The course redesign initiative is a direct outgrowth of Gov. Nixon’s public agenda for higher education, announced in August 2010. The grant will enable the redesign of 13 high-enrollment undergraduate courses using innovative and technology-based learning tools to improve student learning, persistence and program completion, as well as reduce instructional costs. Each university will redesign one course that is common to all institutions and will be guided by the principles and practices of the National Center for Academic Transformation, a well-known national leader in course redesign.
Next Generation Learning Challenges is a collaborative, multi-year initiative created by the Gates and Hewlett foundations and others to address the barriers to educational innovation and tap the potential of technology to dramatically improve college readiness and completion in the United States.
"This grant recognizes that Missouri is making steady progress toward greater efficiency in higher education,” said Missouri Commissioner of Higher Education David Russell. “Course redesign, a priority of Governor Nixon, will result in improved remediation rates, better learning outcomes for students and higher completion rates for the state."
Gov.
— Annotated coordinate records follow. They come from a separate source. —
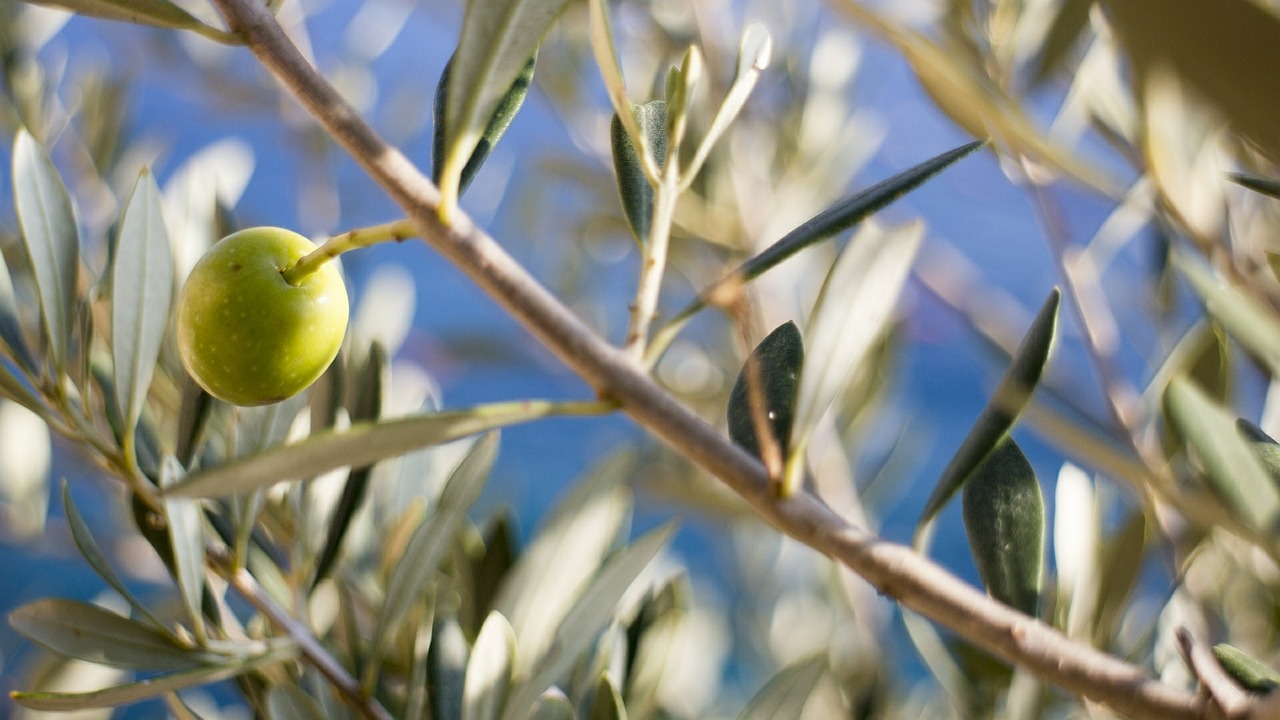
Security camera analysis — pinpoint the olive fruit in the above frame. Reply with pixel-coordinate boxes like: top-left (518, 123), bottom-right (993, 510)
top-left (178, 227), bottom-right (348, 405)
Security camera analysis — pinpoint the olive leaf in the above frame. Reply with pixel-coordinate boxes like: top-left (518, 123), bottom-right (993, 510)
top-left (727, 323), bottom-right (804, 457)
top-left (915, 288), bottom-right (1062, 535)
top-left (111, 169), bottom-right (174, 436)
top-left (609, 100), bottom-right (667, 245)
top-left (13, 129), bottom-right (79, 373)
top-left (431, 50), bottom-right (538, 197)
top-left (961, 437), bottom-right (1044, 618)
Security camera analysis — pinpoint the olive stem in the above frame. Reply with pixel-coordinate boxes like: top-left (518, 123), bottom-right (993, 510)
top-left (280, 219), bottom-right (417, 286)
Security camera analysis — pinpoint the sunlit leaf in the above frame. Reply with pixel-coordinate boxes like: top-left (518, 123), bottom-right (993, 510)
top-left (727, 323), bottom-right (804, 457)
top-left (462, 612), bottom-right (516, 720)
top-left (431, 50), bottom-right (538, 196)
top-left (111, 170), bottom-right (173, 433)
top-left (10, 640), bottom-right (296, 712)
top-left (439, 0), bottom-right (567, 208)
top-left (9, 598), bottom-right (216, 670)
top-left (166, 400), bottom-right (600, 497)
top-left (372, 432), bottom-right (498, 671)
top-left (961, 437), bottom-right (1044, 618)
top-left (737, 657), bottom-right (827, 720)
top-left (1213, 643), bottom-right (1280, 694)
top-left (609, 100), bottom-right (667, 243)
top-left (13, 131), bottom-right (79, 372)
top-left (916, 288), bottom-right (1062, 532)
top-left (1165, 378), bottom-right (1280, 536)
top-left (782, 222), bottom-right (924, 497)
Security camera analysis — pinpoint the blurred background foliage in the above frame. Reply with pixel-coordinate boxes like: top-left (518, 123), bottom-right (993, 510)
top-left (0, 0), bottom-right (1280, 719)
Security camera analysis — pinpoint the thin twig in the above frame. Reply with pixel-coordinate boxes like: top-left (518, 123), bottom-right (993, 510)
top-left (207, 0), bottom-right (1207, 720)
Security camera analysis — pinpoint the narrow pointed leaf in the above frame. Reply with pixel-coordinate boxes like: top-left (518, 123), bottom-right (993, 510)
top-left (609, 100), bottom-right (667, 243)
top-left (1165, 378), bottom-right (1280, 537)
top-left (462, 612), bottom-right (516, 720)
top-left (9, 597), bottom-right (216, 670)
top-left (1213, 643), bottom-right (1280, 694)
top-left (728, 323), bottom-right (804, 457)
top-left (266, 683), bottom-right (329, 720)
top-left (737, 657), bottom-right (827, 720)
top-left (1174, 255), bottom-right (1280, 373)
top-left (13, 131), bottom-right (79, 372)
top-left (111, 170), bottom-right (173, 432)
top-left (961, 438), bottom-right (1044, 618)
top-left (439, 0), bottom-right (567, 204)
top-left (782, 222), bottom-right (924, 496)
top-left (166, 400), bottom-right (599, 497)
top-left (431, 51), bottom-right (538, 196)
top-left (372, 432), bottom-right (498, 671)
top-left (10, 640), bottom-right (296, 712)
top-left (916, 288), bottom-right (1062, 530)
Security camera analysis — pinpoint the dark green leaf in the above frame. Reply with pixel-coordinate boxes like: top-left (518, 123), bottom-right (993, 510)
top-left (1165, 378), bottom-right (1280, 537)
top-left (111, 170), bottom-right (174, 433)
top-left (13, 131), bottom-right (79, 372)
top-left (961, 437), bottom-right (1044, 618)
top-left (311, 342), bottom-right (390, 588)
top-left (728, 323), bottom-right (804, 457)
top-left (609, 100), bottom-right (667, 243)
top-left (1213, 643), bottom-right (1280, 694)
top-left (9, 598), bottom-right (216, 670)
top-left (431, 50), bottom-right (538, 196)
top-left (916, 288), bottom-right (1062, 539)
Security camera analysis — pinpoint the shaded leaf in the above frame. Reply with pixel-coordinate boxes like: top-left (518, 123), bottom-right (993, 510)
top-left (609, 100), bottom-right (667, 243)
top-left (727, 323), bottom-right (804, 457)
top-left (961, 437), bottom-right (1044, 618)
top-left (737, 657), bottom-right (827, 720)
top-left (10, 640), bottom-right (296, 712)
top-left (13, 131), bottom-right (79, 372)
top-left (782, 222), bottom-right (924, 497)
top-left (431, 50), bottom-right (538, 197)
top-left (1165, 378), bottom-right (1280, 537)
top-left (438, 0), bottom-right (567, 208)
top-left (462, 612), bottom-right (516, 720)
top-left (9, 598), bottom-right (214, 670)
top-left (111, 170), bottom-right (174, 434)
top-left (166, 400), bottom-right (584, 497)
top-left (916, 288), bottom-right (1062, 532)
top-left (372, 432), bottom-right (498, 671)
top-left (1213, 643), bottom-right (1280, 694)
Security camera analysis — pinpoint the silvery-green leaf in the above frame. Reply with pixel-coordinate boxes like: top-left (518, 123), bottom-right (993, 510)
top-left (782, 222), bottom-right (924, 496)
top-left (166, 400), bottom-right (598, 497)
top-left (503, 525), bottom-right (673, 720)
top-left (737, 657), bottom-right (827, 720)
top-left (727, 323), bottom-right (804, 457)
top-left (493, 455), bottom-right (634, 674)
top-left (431, 50), bottom-right (538, 196)
top-left (1165, 378), bottom-right (1280, 537)
top-left (9, 597), bottom-right (216, 670)
top-left (609, 100), bottom-right (667, 243)
top-left (372, 432), bottom-right (498, 671)
top-left (462, 612), bottom-right (516, 720)
top-left (961, 437), bottom-right (1044, 618)
top-left (13, 131), bottom-right (79, 372)
top-left (916, 288), bottom-right (1062, 541)
top-left (439, 0), bottom-right (567, 206)
top-left (266, 683), bottom-right (329, 720)
top-left (1174, 255), bottom-right (1280, 373)
top-left (426, 612), bottom-right (471, 720)
top-left (160, 456), bottom-right (205, 639)
top-left (1213, 643), bottom-right (1280, 694)
top-left (10, 640), bottom-right (296, 712)
top-left (111, 170), bottom-right (173, 433)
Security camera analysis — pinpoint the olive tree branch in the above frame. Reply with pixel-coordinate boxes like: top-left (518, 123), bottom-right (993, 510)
top-left (204, 0), bottom-right (1213, 720)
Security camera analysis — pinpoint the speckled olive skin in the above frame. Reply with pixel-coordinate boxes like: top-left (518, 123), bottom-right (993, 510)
top-left (178, 228), bottom-right (348, 405)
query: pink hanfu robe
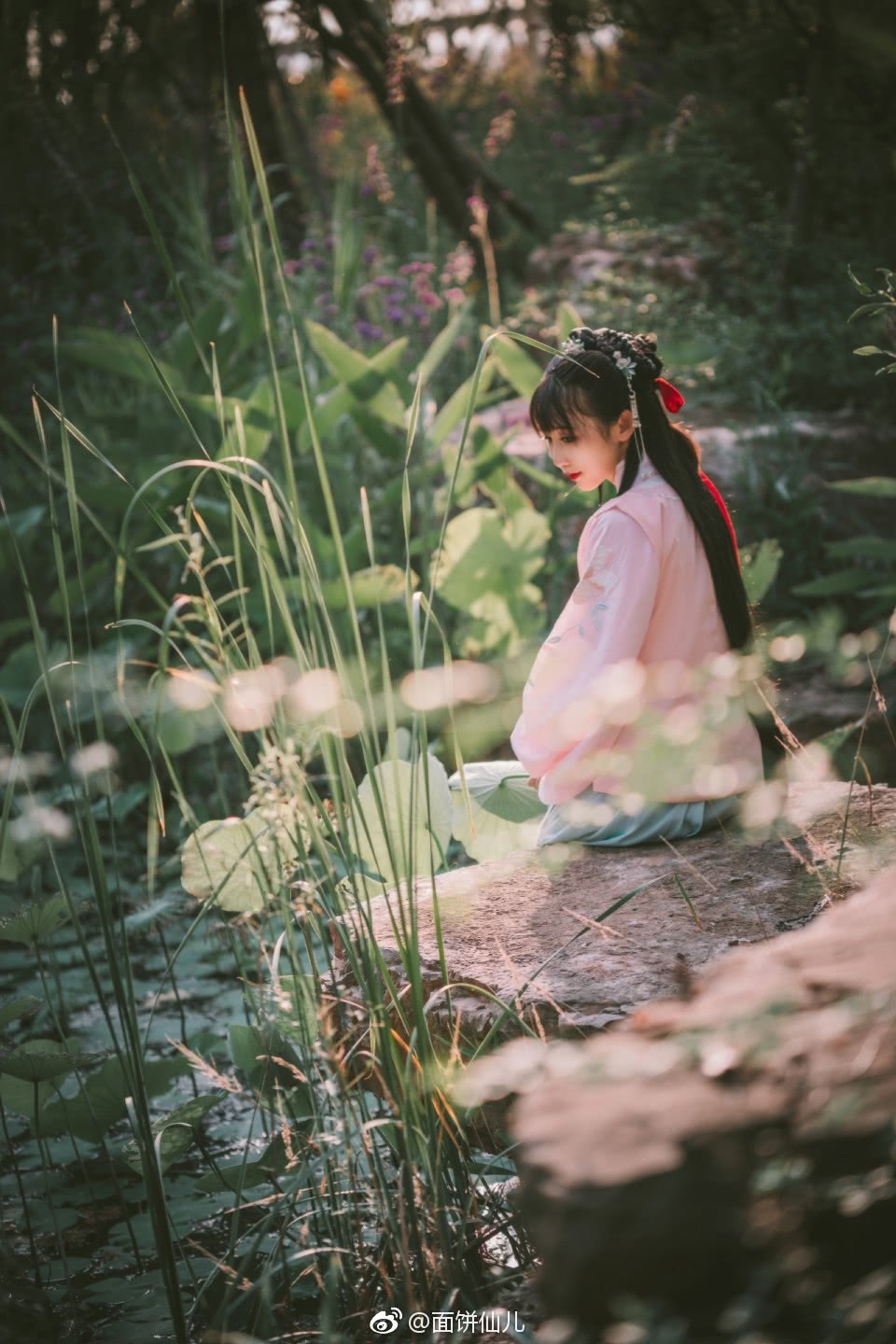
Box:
[511,458,763,812]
Nixon said the grant money will be supplemented by an additional $240,000 from Missouri’s public universities, $100,000 from the state, and $15,000 from the Missouri Department of Higher Education.
In addition to benefiting university students with redesigned courses, the public four-year universities also eventually will share their redesigned course materials with the 21 public two-year colleges in Missouri, which currently enroll more than 100,000 students.
“This funding will provide all of us with an opportunity to pursue an unprecedented level of collaboration on a broad academic agenda, with a laser focus on providing a quality education experience for students,” saidChrista Weisbrook, the faculty fellow at the University of Missouri System who is coordinating the initiative among Missouri’s higher education institutions.
The 13 public four-year institutions are: Harris-Stowe State University in St. Louis; Lincoln University in Jefferson City; Missouri Southern State University in Joplin; Missouri State University in Springfield; the four campuses of the University of Missouri System; Missouri Western State University in St. Joseph; Northwest Missouri State University in Maryville; Southeast Missouri State University in Cape Girardeau; Truman State University in Kirksville; and University of Central Missouri in Warrensburg.
The University of Missouri System is providing administrative grant support for the group’s work over the next 15 months.